20 janvier 2026

Les massacres causés au cours de ces cinq derniers mois dans la province du Maï-Ndombe sont attribués à la milice Mobondo occupant dans ses environs plusieurs territoires de cette province en République Démocratique Du Congo.

Face à cette situation qui touche plusieurs plans, notamment économique, sécuritaire et social, la société civile de la ville de Bandundu (Kwilu) a appelé ce mercredi 3 janvier, le Gouvernement à prendre ses responsabilités pour: « assurer la sécurité de la population victime de l’activisme de la milice Mobondo à Kwamouth dans la province voisine de Maï-Ndombe »

C’est le président de cette structure citoyenne, Clément Tayeye qui l’a fait savoir devant la presse. Cependant, les violences orchestrées par la milice Mobondo, précisément sur la Route nationale 17 (RN17) reliant la ville de Bandundu à Kinshasa en passant par celle de Kwamouth, a des impacts négatifs sur la vie quotidienne des habitants, des commerçants et des marchands qui, ne savent où s’approvisionner. Conséquence: “difficultés à trouver les produits de première nécessité” a t-il déploré

Clément Tayeye dans son allocution trouve inconcevable qu’un groupe de personnes puisse prendre en otage toute la population :

« Cette situation des Mobondo à Kwamouth, dure déjà,bientôt là deux ans.

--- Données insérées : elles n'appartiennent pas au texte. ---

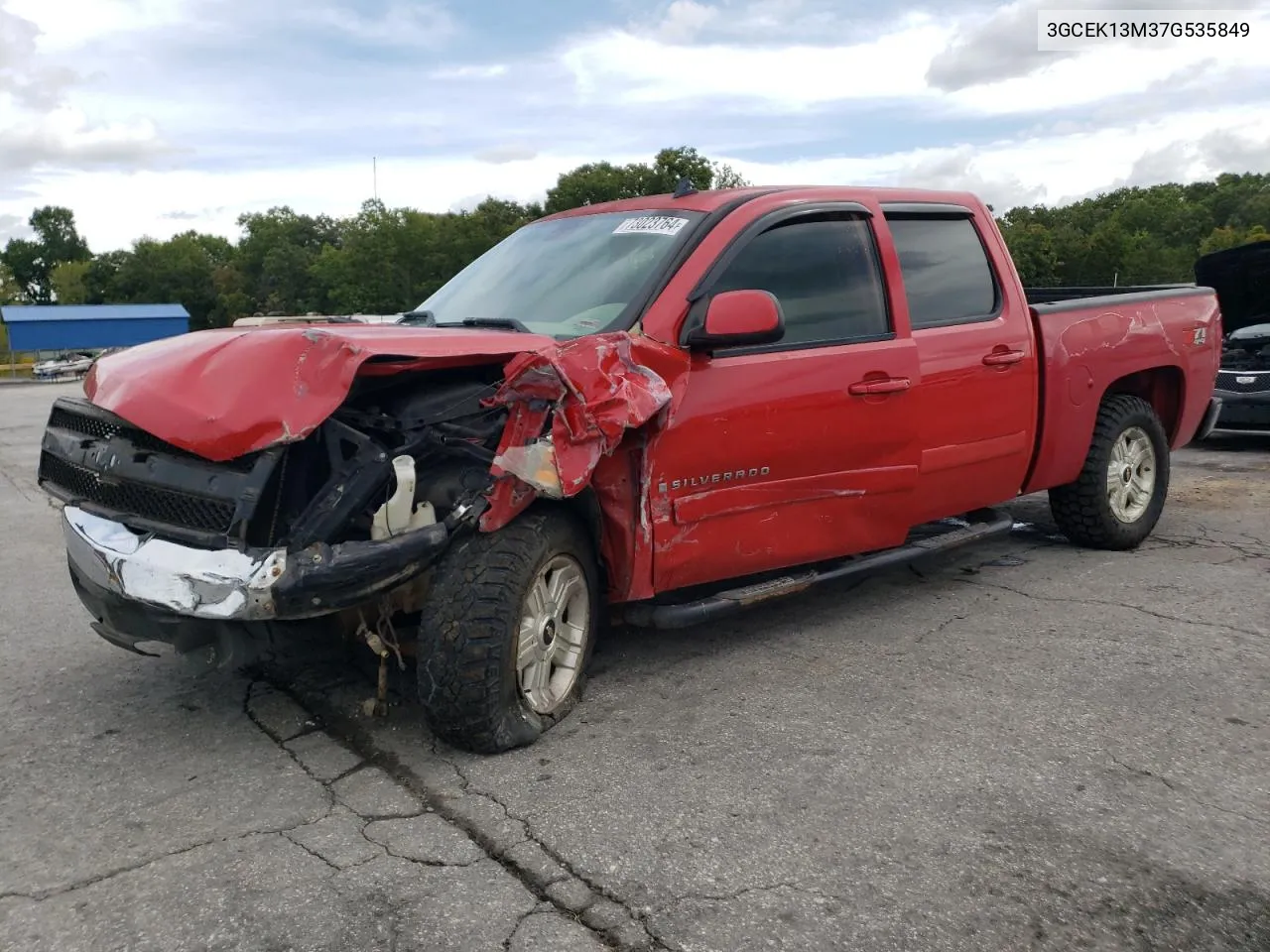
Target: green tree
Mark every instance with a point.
(276, 253)
(176, 271)
(68, 281)
(32, 261)
(10, 293)
(603, 181)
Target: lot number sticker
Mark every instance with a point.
(652, 225)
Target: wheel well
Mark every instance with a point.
(585, 509)
(1164, 388)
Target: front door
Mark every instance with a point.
(798, 451)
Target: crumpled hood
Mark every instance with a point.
(1241, 278)
(221, 394)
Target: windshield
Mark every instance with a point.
(568, 277)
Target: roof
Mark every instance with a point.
(21, 313)
(717, 198)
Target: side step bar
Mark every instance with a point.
(934, 538)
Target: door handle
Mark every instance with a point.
(881, 385)
(998, 358)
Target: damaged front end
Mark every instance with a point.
(168, 544)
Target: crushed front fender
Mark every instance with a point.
(593, 390)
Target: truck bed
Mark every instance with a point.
(1146, 340)
(1053, 295)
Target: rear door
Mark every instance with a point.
(781, 454)
(976, 404)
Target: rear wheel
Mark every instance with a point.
(507, 633)
(1116, 500)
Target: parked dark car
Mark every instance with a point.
(1241, 277)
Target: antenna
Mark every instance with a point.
(685, 188)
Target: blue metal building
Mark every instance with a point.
(90, 326)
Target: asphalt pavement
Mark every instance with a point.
(1023, 747)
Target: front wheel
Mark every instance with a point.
(507, 633)
(1116, 500)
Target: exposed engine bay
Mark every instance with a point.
(330, 515)
(1247, 349)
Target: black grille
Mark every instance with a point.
(160, 506)
(1229, 381)
(100, 428)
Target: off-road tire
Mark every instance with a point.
(1080, 509)
(467, 633)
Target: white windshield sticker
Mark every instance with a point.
(652, 225)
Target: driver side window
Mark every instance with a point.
(826, 275)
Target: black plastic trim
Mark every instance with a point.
(985, 524)
(634, 311)
(781, 217)
(322, 578)
(928, 209)
(1078, 303)
(766, 222)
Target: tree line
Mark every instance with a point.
(385, 261)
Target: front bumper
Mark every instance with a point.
(1242, 413)
(109, 561)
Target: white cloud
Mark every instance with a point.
(633, 66)
(113, 207)
(476, 72)
(403, 24)
(684, 21)
(64, 139)
(622, 66)
(1056, 169)
(67, 24)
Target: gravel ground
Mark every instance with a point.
(1024, 747)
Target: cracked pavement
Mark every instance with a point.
(1023, 746)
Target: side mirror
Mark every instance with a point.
(739, 318)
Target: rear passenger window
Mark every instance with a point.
(825, 273)
(947, 275)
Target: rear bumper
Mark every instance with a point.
(1242, 413)
(111, 563)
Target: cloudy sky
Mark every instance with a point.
(150, 117)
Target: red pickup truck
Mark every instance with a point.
(671, 407)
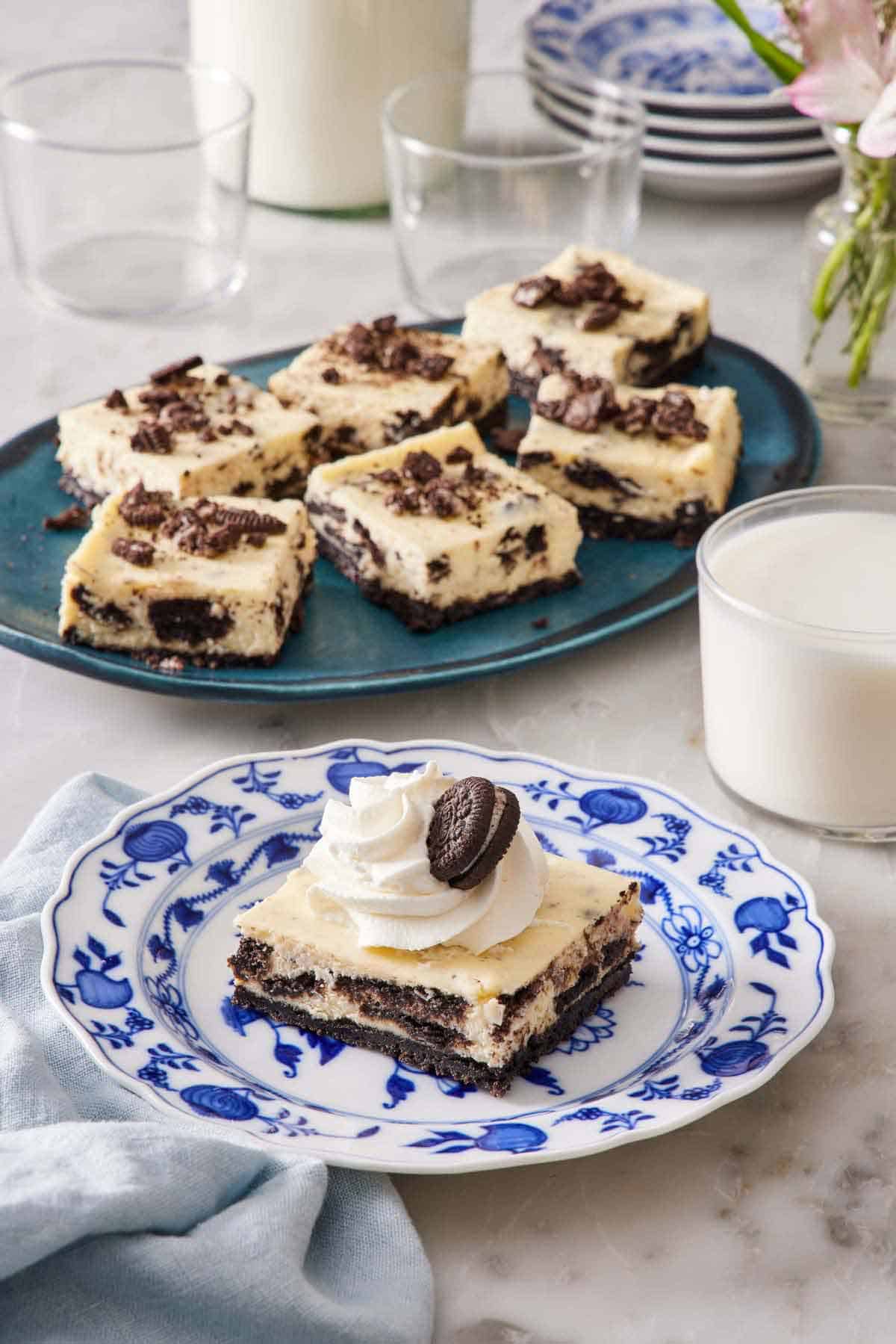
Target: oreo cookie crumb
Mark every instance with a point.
(134, 551)
(67, 519)
(168, 373)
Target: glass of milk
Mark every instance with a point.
(319, 72)
(798, 656)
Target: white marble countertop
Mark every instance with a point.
(774, 1218)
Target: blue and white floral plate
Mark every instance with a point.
(673, 53)
(734, 977)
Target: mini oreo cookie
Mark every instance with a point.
(472, 829)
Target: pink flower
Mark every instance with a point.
(849, 72)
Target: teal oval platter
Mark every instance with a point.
(349, 647)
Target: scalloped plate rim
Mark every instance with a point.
(477, 1160)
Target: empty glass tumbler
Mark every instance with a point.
(125, 183)
(487, 185)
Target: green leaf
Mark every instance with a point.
(780, 62)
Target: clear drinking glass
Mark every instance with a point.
(798, 656)
(125, 183)
(487, 185)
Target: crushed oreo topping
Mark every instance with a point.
(388, 347)
(144, 508)
(591, 403)
(421, 467)
(435, 368)
(535, 291)
(593, 407)
(635, 417)
(208, 528)
(169, 373)
(134, 551)
(675, 415)
(151, 439)
(602, 315)
(591, 284)
(69, 519)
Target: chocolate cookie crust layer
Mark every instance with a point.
(198, 634)
(684, 528)
(425, 616)
(437, 1061)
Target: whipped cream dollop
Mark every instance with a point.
(371, 862)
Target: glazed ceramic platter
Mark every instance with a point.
(732, 980)
(349, 647)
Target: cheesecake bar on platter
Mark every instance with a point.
(381, 383)
(437, 528)
(193, 429)
(214, 581)
(429, 925)
(637, 462)
(593, 314)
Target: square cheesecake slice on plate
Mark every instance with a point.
(594, 314)
(368, 944)
(437, 528)
(378, 385)
(214, 581)
(637, 464)
(193, 429)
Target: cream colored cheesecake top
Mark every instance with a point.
(220, 432)
(379, 383)
(101, 560)
(576, 896)
(662, 471)
(435, 487)
(659, 308)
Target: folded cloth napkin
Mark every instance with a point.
(117, 1223)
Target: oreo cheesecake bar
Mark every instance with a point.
(378, 385)
(438, 530)
(594, 314)
(637, 464)
(193, 429)
(215, 581)
(429, 925)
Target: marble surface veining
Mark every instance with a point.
(773, 1219)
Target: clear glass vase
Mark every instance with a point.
(849, 292)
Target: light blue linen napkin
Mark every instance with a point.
(117, 1223)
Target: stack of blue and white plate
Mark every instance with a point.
(718, 126)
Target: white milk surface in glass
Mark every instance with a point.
(319, 72)
(801, 719)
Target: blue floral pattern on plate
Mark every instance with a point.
(734, 976)
(656, 46)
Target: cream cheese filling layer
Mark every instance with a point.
(481, 1019)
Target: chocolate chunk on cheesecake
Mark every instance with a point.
(193, 429)
(593, 314)
(364, 944)
(438, 528)
(376, 385)
(637, 464)
(215, 581)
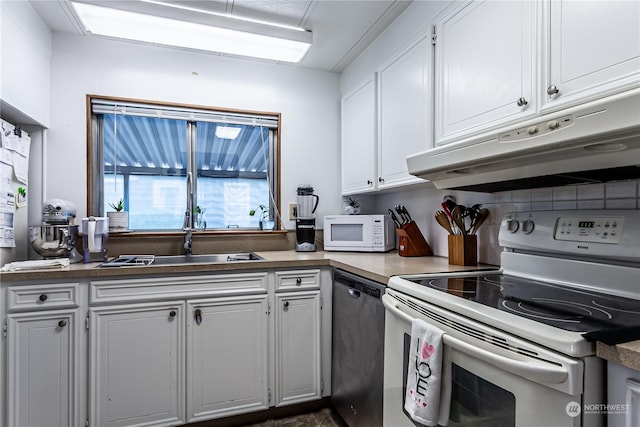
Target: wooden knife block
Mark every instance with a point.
(463, 250)
(411, 241)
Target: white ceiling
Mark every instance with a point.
(341, 29)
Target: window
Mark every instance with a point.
(151, 155)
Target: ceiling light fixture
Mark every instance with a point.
(227, 132)
(219, 34)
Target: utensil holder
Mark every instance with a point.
(411, 241)
(463, 250)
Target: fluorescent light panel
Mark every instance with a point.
(166, 31)
(227, 132)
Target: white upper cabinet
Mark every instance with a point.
(385, 119)
(484, 65)
(593, 49)
(359, 139)
(404, 110)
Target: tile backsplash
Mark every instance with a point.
(424, 201)
(611, 195)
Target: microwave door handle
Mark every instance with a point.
(539, 372)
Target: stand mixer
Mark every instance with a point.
(57, 236)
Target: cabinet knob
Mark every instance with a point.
(552, 90)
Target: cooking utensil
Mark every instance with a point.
(458, 218)
(443, 219)
(406, 213)
(482, 215)
(395, 218)
(400, 211)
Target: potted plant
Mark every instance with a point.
(199, 220)
(118, 218)
(263, 220)
(352, 206)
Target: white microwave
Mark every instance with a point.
(359, 233)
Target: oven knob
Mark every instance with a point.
(527, 226)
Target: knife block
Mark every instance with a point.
(411, 241)
(463, 250)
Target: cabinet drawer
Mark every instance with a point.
(297, 280)
(42, 297)
(162, 288)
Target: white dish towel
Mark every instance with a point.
(422, 399)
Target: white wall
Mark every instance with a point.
(307, 99)
(25, 52)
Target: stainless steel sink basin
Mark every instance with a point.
(205, 259)
(143, 260)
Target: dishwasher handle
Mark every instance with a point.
(533, 370)
(354, 293)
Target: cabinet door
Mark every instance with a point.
(359, 139)
(137, 365)
(227, 357)
(41, 362)
(484, 67)
(593, 49)
(297, 347)
(404, 99)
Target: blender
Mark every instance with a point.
(57, 236)
(305, 221)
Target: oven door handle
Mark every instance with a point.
(533, 370)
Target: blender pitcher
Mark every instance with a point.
(305, 222)
(307, 201)
(95, 235)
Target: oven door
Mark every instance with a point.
(491, 378)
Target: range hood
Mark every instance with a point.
(594, 142)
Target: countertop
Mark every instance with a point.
(377, 267)
(626, 354)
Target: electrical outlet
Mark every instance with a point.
(293, 211)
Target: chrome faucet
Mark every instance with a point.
(187, 225)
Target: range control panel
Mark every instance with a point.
(590, 229)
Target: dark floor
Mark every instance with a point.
(323, 418)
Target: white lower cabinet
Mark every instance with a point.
(297, 347)
(42, 349)
(227, 357)
(137, 367)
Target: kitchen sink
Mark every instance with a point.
(205, 259)
(145, 260)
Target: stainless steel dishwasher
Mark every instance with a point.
(358, 349)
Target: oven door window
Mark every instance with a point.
(475, 402)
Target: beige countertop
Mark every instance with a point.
(626, 354)
(378, 267)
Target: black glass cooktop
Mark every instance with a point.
(563, 307)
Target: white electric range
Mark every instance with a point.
(515, 337)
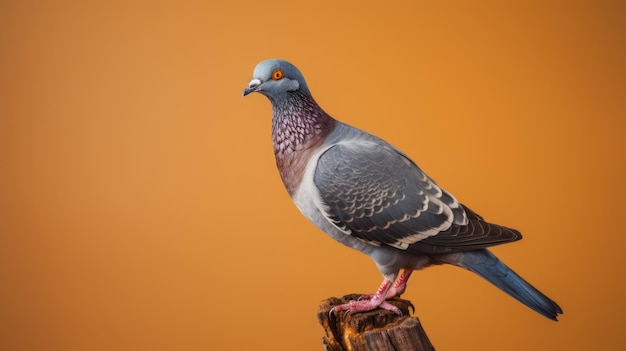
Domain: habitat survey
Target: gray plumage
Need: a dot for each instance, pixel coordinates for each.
(368, 195)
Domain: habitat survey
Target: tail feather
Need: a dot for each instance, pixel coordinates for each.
(488, 266)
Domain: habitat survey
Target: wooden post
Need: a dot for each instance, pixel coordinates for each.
(378, 330)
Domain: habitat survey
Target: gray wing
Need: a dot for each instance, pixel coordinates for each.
(375, 193)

Ils sont en train de tuer les gens. Et aujourd’hui, ils ont changé de système. Ils sont en train d’empêcher les gens de venir à Bandundu. Dans ses prérogatives,le gouvernement est celui qui doit assurer la sécurité des personnes et de leurs biens. Mais pourquoi est-ce qu’un petit groupe de gens peut prendre en otage toute la population et empêcher ce que les gens puissent se mouvoir. Ce n’est pas normal ! »

Par ailleurs il demande au Gouvernement de prendre en charge et de faire mention de force face à cette situation :

« Est-ce que le Gouvernement n’a pas assez d’armes pour neutraliser ces Mobondo là ? Ce n’est pas du tout normal. Je pense qu’il y a une forte complicité. Si non comment ce mutisme-là peut être expliqué ? », s’est indigné le président de la société civile de Bandundu.

De leurs côtés, les autorités locales ont suspendu déjà le trafic de passage entre cette voie après le meurtre subit par plusieurs voyageurs dans ce coin reliant diverses localités du pays qui se retrouvent actuellement en grande difficulté depuis le mois de décembre dernier.